How to fill 3D array in numpy with functional values at the same speed as Java?

Question

I tried to model voxels of 3D cylinder with the following code:

import math
import numpy as np

R0 = 500
hz = 1

x = np.arange(-1000, 1000, 1)
y = np.arange(-1000, 1000, 1)
z = np.arange(-10, 10, 1)

xx, yy, zz = np.meshgrid(x, y, z)


def density_f(x, y, z):
    r_xy = math.sqrt(x ** 2 + y ** 2)
    if r_xy <= R0 and -hz <= z <= hz:
        return 1
    else:
        return 0


density = np.vectorize(density_f)(xx, yy, zz)

and it took many minutes to compute.

Equivalent suboptimal Java code runs 10-15 seconds.

How to make Python compute voxels at the same speed? Where to optimize?

Your bio lists MATLAB. Originally that was a wrapper for Fortran matrix code. To get good speed you had to think in terms of whole arrays. New MATLAB has a jit compiler that lets you 'cheat' and write iterative code. `numpy` is more like the older MATLAB. To get around that you have use added packages like `cython` and `numba` that create custom compiled code. I assume you know enough computer science to know the difference between C, Java, and Python. — hpaulj, Oct 27 '18 at 00:30
The question of how do a fast vectorization comes up often.

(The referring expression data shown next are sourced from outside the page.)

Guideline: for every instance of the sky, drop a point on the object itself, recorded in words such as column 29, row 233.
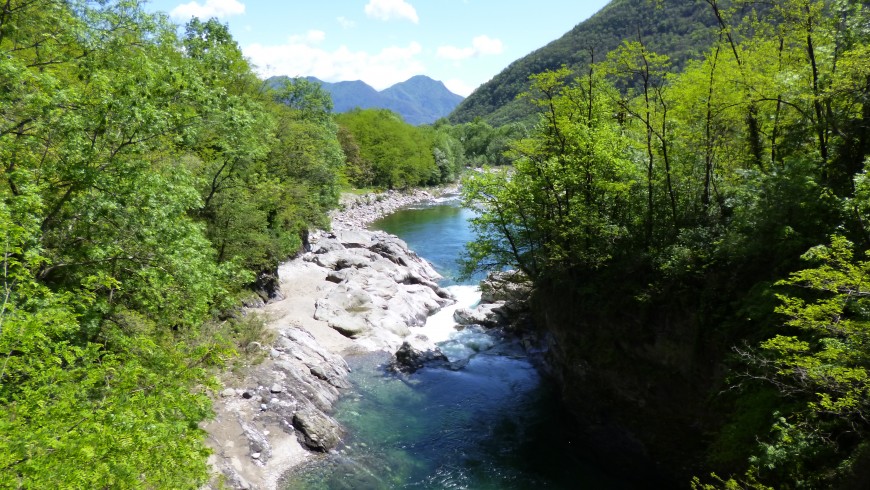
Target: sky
column 463, row 43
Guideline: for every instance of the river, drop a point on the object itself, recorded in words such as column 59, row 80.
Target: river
column 494, row 424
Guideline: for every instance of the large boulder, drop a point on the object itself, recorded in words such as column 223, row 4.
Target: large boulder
column 416, row 353
column 316, row 430
column 488, row 315
column 509, row 286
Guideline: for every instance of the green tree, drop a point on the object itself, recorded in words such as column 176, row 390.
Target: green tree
column 566, row 204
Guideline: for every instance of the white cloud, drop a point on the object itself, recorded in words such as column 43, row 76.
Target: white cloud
column 485, row 45
column 311, row 37
column 459, row 87
column 480, row 46
column 345, row 22
column 211, row 8
column 391, row 9
column 299, row 58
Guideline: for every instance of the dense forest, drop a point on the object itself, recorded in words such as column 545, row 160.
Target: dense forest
column 150, row 185
column 680, row 29
column 699, row 240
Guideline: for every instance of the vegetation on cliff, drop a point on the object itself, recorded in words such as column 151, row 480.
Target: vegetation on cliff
column 147, row 178
column 683, row 30
column 663, row 214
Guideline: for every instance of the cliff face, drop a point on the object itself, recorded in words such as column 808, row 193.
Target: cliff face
column 637, row 380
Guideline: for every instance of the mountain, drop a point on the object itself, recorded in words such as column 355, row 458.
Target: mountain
column 419, row 100
column 679, row 28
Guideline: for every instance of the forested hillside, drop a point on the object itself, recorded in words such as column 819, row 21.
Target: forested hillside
column 147, row 179
column 418, row 100
column 678, row 28
column 698, row 233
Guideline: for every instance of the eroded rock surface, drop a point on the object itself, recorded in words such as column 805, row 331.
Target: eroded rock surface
column 377, row 286
column 352, row 290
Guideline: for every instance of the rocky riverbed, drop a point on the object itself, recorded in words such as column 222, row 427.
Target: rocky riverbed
column 354, row 291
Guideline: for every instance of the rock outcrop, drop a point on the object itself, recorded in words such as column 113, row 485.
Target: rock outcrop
column 260, row 417
column 415, row 353
column 352, row 290
column 377, row 288
column 504, row 300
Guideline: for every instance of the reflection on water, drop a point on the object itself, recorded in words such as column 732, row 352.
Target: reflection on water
column 494, row 424
column 491, row 425
column 437, row 232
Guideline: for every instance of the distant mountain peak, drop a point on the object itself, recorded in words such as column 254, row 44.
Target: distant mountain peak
column 419, row 100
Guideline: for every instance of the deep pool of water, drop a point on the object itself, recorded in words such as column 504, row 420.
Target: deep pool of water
column 494, row 424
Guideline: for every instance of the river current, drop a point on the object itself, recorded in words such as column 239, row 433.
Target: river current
column 494, row 424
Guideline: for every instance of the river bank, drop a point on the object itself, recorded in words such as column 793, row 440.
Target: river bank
column 353, row 291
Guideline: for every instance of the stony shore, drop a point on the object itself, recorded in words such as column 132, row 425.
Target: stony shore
column 354, row 291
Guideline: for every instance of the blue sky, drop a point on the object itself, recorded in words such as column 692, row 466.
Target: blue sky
column 463, row 43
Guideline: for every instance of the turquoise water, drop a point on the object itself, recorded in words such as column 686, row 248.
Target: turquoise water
column 438, row 232
column 494, row 424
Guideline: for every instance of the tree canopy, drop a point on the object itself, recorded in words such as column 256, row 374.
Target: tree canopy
column 147, row 178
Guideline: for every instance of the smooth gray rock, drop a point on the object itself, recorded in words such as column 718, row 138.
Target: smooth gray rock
column 316, row 430
column 488, row 315
column 412, row 356
column 510, row 286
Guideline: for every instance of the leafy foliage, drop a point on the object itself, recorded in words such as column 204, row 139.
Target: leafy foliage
column 682, row 30
column 666, row 204
column 398, row 154
column 146, row 179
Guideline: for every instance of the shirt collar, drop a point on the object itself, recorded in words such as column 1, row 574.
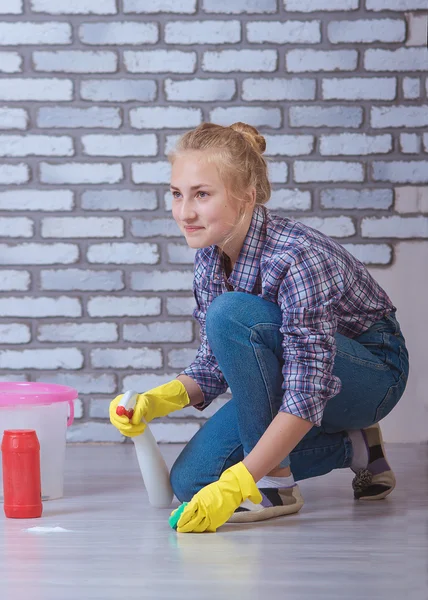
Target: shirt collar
column 246, row 268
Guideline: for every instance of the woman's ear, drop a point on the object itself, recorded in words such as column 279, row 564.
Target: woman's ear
column 252, row 196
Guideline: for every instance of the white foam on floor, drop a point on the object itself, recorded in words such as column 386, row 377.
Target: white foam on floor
column 47, row 530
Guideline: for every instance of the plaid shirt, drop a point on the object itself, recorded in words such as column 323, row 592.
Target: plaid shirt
column 320, row 288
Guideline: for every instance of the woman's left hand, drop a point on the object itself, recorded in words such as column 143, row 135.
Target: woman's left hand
column 214, row 504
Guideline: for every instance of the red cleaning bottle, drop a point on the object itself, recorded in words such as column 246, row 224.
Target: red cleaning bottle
column 21, row 474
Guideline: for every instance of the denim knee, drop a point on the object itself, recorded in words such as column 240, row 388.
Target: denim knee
column 182, row 482
column 222, row 311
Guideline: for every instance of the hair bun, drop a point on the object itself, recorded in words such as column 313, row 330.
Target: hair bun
column 257, row 141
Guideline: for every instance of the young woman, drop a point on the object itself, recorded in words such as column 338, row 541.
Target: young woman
column 304, row 337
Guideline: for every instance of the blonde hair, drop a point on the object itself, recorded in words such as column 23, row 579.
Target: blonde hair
column 237, row 153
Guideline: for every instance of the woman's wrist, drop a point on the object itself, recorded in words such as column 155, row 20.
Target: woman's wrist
column 193, row 390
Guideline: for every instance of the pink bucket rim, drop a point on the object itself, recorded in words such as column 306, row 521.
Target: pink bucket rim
column 19, row 393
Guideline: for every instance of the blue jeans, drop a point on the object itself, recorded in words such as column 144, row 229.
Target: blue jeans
column 243, row 331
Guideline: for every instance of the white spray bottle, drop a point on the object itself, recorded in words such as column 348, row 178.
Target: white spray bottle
column 150, row 460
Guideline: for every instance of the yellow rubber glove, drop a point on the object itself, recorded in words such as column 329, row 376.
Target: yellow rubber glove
column 214, row 504
column 158, row 402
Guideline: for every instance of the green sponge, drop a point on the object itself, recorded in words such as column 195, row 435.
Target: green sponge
column 173, row 519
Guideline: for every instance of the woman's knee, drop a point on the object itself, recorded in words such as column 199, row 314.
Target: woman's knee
column 182, row 480
column 228, row 310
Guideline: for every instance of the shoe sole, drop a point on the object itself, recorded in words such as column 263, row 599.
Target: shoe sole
column 386, row 492
column 270, row 512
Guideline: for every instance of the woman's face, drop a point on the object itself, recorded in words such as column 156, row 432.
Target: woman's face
column 200, row 204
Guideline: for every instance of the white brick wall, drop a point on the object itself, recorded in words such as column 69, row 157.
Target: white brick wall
column 94, row 93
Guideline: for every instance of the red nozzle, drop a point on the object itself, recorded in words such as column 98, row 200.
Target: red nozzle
column 122, row 412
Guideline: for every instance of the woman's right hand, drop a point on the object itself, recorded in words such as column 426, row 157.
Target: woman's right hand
column 158, row 402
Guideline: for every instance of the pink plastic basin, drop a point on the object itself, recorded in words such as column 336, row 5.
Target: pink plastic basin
column 17, row 393
column 48, row 409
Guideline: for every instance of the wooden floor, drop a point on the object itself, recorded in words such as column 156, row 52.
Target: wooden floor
column 118, row 547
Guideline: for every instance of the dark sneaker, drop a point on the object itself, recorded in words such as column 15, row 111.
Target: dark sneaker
column 377, row 480
column 275, row 503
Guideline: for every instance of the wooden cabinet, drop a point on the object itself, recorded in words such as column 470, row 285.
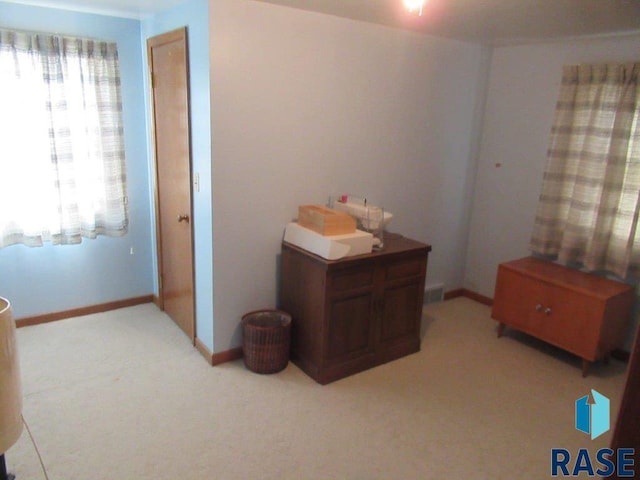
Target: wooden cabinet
column 576, row 311
column 355, row 313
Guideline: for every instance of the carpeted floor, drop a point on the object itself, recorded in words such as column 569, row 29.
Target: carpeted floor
column 124, row 395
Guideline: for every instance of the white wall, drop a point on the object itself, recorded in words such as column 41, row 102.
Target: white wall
column 523, row 87
column 305, row 105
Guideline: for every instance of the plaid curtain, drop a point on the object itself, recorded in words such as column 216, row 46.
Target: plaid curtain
column 590, row 201
column 62, row 164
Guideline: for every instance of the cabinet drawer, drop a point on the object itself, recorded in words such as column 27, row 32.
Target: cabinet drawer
column 409, row 268
column 352, row 279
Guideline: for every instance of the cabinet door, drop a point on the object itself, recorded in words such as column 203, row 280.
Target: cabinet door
column 519, row 301
column 400, row 313
column 571, row 321
column 348, row 333
column 349, row 328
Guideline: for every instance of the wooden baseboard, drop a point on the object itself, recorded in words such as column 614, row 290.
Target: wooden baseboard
column 214, row 359
column 619, row 354
column 226, row 356
column 78, row 312
column 204, row 351
column 463, row 292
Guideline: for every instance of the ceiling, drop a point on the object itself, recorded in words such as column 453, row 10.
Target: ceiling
column 484, row 21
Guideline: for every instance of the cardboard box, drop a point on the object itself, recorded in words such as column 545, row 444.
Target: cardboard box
column 325, row 221
column 331, row 247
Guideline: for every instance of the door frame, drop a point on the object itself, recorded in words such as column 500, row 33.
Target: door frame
column 170, row 36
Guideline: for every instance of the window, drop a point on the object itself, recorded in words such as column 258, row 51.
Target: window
column 590, row 201
column 62, row 165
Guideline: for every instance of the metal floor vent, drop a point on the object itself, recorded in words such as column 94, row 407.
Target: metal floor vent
column 433, row 293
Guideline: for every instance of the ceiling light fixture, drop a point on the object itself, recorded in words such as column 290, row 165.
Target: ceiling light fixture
column 414, row 5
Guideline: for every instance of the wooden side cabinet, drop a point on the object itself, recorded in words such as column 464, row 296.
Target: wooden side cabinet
column 576, row 311
column 355, row 313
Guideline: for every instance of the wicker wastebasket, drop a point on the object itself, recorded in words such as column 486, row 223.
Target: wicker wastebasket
column 266, row 336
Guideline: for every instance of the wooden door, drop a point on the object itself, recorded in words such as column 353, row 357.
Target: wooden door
column 168, row 64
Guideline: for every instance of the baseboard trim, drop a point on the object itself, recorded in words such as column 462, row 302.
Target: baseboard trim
column 78, row 312
column 621, row 355
column 214, row 359
column 226, row 356
column 463, row 292
column 204, row 351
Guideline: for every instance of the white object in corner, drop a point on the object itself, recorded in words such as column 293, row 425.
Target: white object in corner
column 331, row 247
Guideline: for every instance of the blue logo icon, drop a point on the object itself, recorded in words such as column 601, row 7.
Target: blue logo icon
column 592, row 414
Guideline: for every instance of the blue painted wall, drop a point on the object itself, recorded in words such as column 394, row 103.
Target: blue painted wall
column 57, row 278
column 194, row 14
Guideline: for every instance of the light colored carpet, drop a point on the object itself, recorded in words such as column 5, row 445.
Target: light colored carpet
column 124, row 395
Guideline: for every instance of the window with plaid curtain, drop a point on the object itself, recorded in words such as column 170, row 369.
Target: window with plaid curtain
column 62, row 164
column 590, row 201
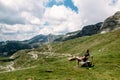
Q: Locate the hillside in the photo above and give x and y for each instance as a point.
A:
(40, 64)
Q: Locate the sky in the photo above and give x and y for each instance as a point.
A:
(24, 19)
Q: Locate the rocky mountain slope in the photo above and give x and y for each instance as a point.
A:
(110, 24)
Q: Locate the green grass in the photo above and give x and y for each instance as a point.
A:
(104, 47)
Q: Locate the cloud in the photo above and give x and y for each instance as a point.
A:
(18, 31)
(93, 11)
(62, 19)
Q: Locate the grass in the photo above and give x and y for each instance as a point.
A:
(104, 47)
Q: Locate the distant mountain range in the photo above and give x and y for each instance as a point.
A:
(7, 48)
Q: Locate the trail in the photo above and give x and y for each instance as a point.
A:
(18, 69)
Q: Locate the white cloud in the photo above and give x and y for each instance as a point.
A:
(93, 11)
(18, 31)
(62, 19)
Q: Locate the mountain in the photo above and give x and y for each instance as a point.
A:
(8, 48)
(38, 64)
(111, 23)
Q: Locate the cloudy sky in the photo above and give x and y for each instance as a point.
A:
(23, 19)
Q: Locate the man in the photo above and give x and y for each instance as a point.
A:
(84, 58)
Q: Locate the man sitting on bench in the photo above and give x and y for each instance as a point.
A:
(83, 59)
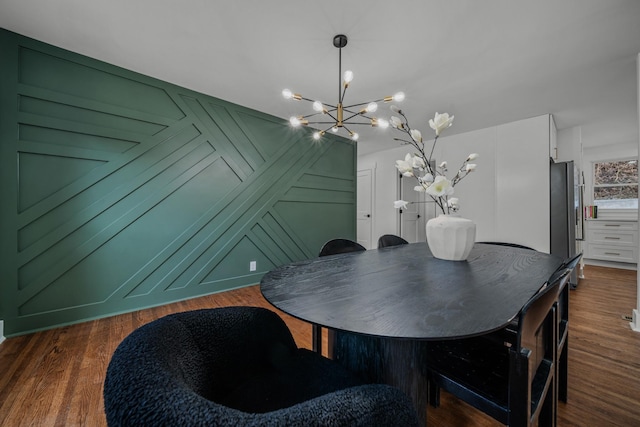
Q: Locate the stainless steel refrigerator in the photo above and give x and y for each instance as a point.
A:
(564, 209)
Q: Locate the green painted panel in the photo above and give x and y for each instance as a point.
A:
(121, 192)
(60, 171)
(66, 73)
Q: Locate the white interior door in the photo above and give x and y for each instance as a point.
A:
(364, 223)
(414, 218)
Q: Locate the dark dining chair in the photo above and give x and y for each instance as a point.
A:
(509, 244)
(512, 383)
(562, 365)
(332, 247)
(563, 325)
(390, 240)
(340, 246)
(237, 366)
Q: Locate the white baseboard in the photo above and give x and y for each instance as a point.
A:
(635, 324)
(1, 331)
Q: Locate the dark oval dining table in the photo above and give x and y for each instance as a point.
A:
(384, 305)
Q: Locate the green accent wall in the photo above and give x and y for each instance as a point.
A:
(119, 191)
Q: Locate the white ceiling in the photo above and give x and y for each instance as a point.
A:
(485, 61)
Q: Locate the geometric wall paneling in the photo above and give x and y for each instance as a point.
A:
(121, 192)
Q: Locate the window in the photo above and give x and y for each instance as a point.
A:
(615, 184)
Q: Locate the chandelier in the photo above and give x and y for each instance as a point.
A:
(339, 116)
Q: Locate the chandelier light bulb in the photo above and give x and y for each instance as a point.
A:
(348, 76)
(398, 97)
(295, 122)
(341, 114)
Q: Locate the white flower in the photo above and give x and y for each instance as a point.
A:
(400, 204)
(405, 166)
(416, 135)
(396, 122)
(440, 122)
(441, 187)
(418, 162)
(453, 205)
(427, 178)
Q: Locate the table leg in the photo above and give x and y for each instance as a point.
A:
(400, 363)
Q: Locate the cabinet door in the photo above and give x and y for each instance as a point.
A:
(522, 183)
(477, 192)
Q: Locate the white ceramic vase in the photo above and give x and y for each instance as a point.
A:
(451, 237)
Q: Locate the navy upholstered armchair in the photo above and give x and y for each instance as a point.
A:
(237, 366)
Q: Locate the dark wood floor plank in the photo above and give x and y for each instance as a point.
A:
(55, 378)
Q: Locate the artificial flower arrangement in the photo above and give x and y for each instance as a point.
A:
(431, 180)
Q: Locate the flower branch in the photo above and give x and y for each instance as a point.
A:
(431, 180)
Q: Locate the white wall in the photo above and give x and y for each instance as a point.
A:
(635, 325)
(385, 181)
(510, 149)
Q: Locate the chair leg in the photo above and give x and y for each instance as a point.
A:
(434, 394)
(563, 373)
(548, 416)
(316, 338)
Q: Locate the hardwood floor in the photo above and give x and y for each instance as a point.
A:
(55, 377)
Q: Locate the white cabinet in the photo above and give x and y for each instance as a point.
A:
(609, 240)
(508, 195)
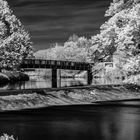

Here's a simpler recent example: https://stackoverflow.com/questions/53016316/how-to-efficiently-operate-a-large-numpy-array — hpaulj, Oct 27 '18 at 04:23
Slightly unrelated to your question, but compare square of xy distance with precomputed square of radius - you can save sqrt in each iteration, which should make a big difference. — Artur Biesiadowski, Oct 29 '18 at 12:00

Willem Van Onsem · Answer 1 · 2018-10-26T22:19:32.457

2

Please do not use .vectorize(..), it is not efficient since it will still do the processing at the Python level. .vectorize() should only be used as a last resort if for example the function can not be calculated in "bulk" because its "structure" is too complex.

But you do not need to use .vectorize here, you can implement your function to work over arrays with:

r_xy = np.sqrt(xx ** 2 + yy ** 2)
density = (r_xy <= R0) & (-hz <= zz) & (zz <= hz)

or even a bit faster:

r_xy = xx * xx + yy * yy
density = (r_xy <= R0 * R0) & (-hz <= zz) & (zz <= hz)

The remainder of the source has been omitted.